Implementing OKRs is a process that takes 3 or 4 quarters. This is the time it takes for everyone in your team to understand how to set OKRs and develop the habit of using them week to week. Often, leaders set OKRs and then forget about them until the end of the quarter. And obviously, they'll fail. For OKRs to succeed you need to make sure everyone updates their KRs every week.
The main problem here is making sure the leadership, middle management, and employees understand the OKR system the same way and there is a little confusion as possible.
Confusion is your enemy.
In my experience, when people don't understand exactly what is expected from them, they resent the new system. That is why OKRs require a tremendous amount of internal training both before your first quarter starts an during the first three months, you are using the system.
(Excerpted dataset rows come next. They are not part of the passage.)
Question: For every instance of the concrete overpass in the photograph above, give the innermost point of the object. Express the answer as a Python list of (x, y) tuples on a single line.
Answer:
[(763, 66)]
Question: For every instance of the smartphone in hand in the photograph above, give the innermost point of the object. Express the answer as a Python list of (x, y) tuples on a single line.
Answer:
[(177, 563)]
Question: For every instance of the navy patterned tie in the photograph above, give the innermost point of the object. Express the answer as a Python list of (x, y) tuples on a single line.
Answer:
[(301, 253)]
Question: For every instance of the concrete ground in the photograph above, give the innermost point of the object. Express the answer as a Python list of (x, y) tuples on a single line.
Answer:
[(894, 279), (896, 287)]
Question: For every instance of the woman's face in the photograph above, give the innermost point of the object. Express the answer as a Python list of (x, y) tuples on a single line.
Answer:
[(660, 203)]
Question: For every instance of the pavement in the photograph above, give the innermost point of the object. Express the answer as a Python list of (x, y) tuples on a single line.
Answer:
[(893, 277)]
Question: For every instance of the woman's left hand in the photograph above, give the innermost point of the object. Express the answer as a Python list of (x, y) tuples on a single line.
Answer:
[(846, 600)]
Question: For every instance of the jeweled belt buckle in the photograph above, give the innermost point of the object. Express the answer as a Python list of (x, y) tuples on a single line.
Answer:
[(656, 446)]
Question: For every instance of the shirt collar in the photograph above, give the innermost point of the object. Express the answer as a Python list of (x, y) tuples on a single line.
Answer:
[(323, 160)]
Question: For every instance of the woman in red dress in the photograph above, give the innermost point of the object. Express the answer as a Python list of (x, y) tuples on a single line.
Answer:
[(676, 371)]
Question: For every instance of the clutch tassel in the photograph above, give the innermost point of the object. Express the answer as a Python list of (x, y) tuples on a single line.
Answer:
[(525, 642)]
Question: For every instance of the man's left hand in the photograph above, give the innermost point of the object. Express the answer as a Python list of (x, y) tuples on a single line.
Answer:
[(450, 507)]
When you have already implemented the system, it becomes easy to bring new people and hires on board. For instance, BMAT has incorporated introductions to OKR into the training of new hires. "Now, when somebody new joins, he or she is given guidelines by the operational team and they are taught how to use it" said Brais Suarez, from BMAT.
For a relationship to grow and develop, you need to commit to it. And, yes, it is hard. But with each day you'll learn something new. You start to understand each other better. And in a year or two, you will not understand how you lived without it.